Форд никогда не говорил, что у него нет планов на Тару, и Джекс это прекрасно знает, он просто отказался говорить об этом.
— Мэдди попросила напомнить, что это сюрприз. — Карлос скорчил гримасу, переступая с ноги на ногу, — видно, ему было не по себе. — Она сказала, чтобы я упомянул это дважды, поскольку вы не всегда все правильно понимаете.
Джекс усмехнулся, переполненный гордостью.
— Вот это моя женщина.
— А еще она сказала, чтобы вы держались подальше от этого, — сказал Карлос Джексу извиняющимся голосом. — Она сказала… Вот дьявол! — Парнишка достал из кармана листок бумаги и прочитал: — «Чтобы вы не лезли к Форду, чтобы оставили его в покое или можете забыть о сегодняшней ночи». — Карлос аккуратно сложил бумажку и положил в карман, не поднимая на них глаз.
— Да, это твоя женщина, — сухо сказал Форд.
— А ну дай гляну. — Джекс забрал записку из рук Карлоса, развернул и внимательно прочитал. — Вот черт, она действительно это написала. — Он протянул записку обратно.
— Так в гостинице никого не будет? — спросил Форд парнишку.
Карлос кивнул.
— Мэдди сказала, что у нее планы с Джексом, если, конечно, он все не испортит.
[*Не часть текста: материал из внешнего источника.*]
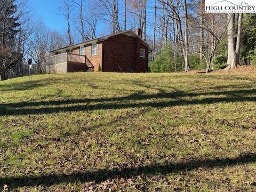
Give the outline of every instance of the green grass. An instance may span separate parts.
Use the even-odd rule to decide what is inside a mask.
[[[255,77],[85,73],[0,82],[0,190],[255,191]]]

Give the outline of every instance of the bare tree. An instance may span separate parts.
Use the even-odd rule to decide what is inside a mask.
[[[105,19],[108,22],[111,23],[112,33],[116,33],[121,31],[119,22],[119,5],[117,0],[99,0],[102,6],[105,10],[106,13]]]
[[[65,17],[67,22],[67,33],[69,45],[74,44],[74,38],[72,37],[70,27],[71,13],[73,10],[74,7],[71,2],[68,0],[62,0],[61,5],[59,7],[59,12],[61,15]]]
[[[185,55],[184,60],[185,61],[185,71],[188,72],[189,70],[188,66],[188,12],[187,9],[187,1],[184,0],[184,14],[185,14],[185,38],[184,41],[185,44]]]
[[[239,63],[240,60],[240,52],[241,49],[241,33],[242,33],[242,25],[243,23],[243,13],[239,13],[238,14],[238,23],[237,27],[237,37],[236,39],[236,66]]]
[[[85,31],[84,31],[84,21],[83,17],[84,12],[84,0],[73,0],[73,2],[78,7],[78,18],[79,22],[77,22],[77,17],[75,17],[74,19],[74,23],[76,26],[76,28],[77,31],[79,33],[81,36],[81,41],[82,42],[86,40]],[[77,23],[79,23],[78,24]]]
[[[126,30],[126,0],[124,0],[124,30]]]

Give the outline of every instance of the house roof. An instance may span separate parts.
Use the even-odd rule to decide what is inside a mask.
[[[138,36],[137,34],[136,34],[134,33],[134,31],[133,31],[133,30],[132,29],[129,29],[129,30],[126,30],[123,31],[121,31],[121,32],[119,32],[119,33],[106,35],[106,36],[96,38],[94,38],[94,39],[93,39],[84,42],[79,43],[77,43],[77,44],[69,45],[69,46],[67,46],[66,47],[62,47],[62,48],[59,49],[58,50],[53,50],[53,51],[52,51],[51,52],[53,52],[53,53],[55,53],[55,52],[59,52],[59,51],[66,51],[67,49],[72,49],[77,47],[78,46],[85,45],[87,45],[87,44],[90,44],[93,43],[96,43],[96,42],[99,42],[99,41],[103,41],[105,40],[107,40],[108,38],[109,38],[110,37],[112,37],[112,36],[115,36],[115,35],[120,35],[120,34],[131,36],[133,36],[133,37],[138,37],[141,39],[141,43],[143,43],[143,44],[144,44],[145,46],[146,46],[148,47],[149,51],[151,51],[151,50],[153,50],[153,48],[150,46],[150,44],[149,44],[145,41],[142,39],[139,36]]]

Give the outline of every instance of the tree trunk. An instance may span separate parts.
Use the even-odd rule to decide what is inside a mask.
[[[184,0],[184,13],[185,14],[185,71],[188,72],[189,70],[188,66],[188,13],[187,10],[187,1]]]
[[[204,10],[204,5],[203,5],[203,1],[201,0],[200,2],[200,62],[203,61],[203,55],[204,52],[204,29],[203,28],[203,26],[204,25],[204,20],[203,20],[203,11]]]
[[[124,29],[126,30],[126,0],[124,0]]]
[[[153,51],[152,55],[152,61],[155,60],[155,48],[156,46],[156,0],[155,0],[155,13],[154,15],[154,37],[153,37]]]
[[[144,0],[144,13],[143,13],[143,22],[144,23],[144,40],[146,41],[146,5],[147,5],[147,1]]]
[[[236,66],[239,64],[240,60],[240,50],[241,49],[241,29],[243,22],[243,13],[239,13],[238,17],[238,26],[237,29],[237,38],[236,40]]]
[[[228,60],[226,70],[234,69],[236,68],[236,52],[235,50],[234,25],[235,14],[228,14]]]

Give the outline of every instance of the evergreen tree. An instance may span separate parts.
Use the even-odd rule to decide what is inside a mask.
[[[0,45],[3,48],[14,48],[15,36],[19,32],[17,29],[20,24],[19,18],[15,17],[17,6],[14,0],[0,1]]]

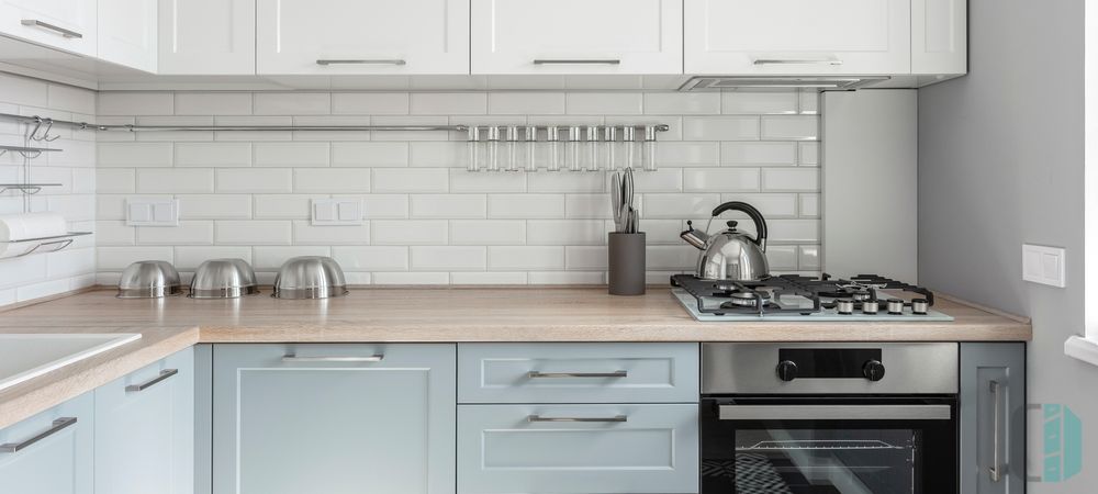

Хлоя сегодня преподает йогу в фитнес‑центре, а Тары не будет.
— Не будет, — сказал Форд. — А где она будет?
Карлос, поколебавшись, снова достал записку, внимательно перечитал, но, судя по всему, ничего об этом там не было.
Форд задумался. Возможно, она будет в кафетерии, где подрабатывала помощником управляющего. Или отправится по магазинам, чтобы накупить себе дорогой и чертовски стильной одежды. Или она станет обдумывать, как сильнее задеть его. Впрочем, нет. Это уже в прошлом.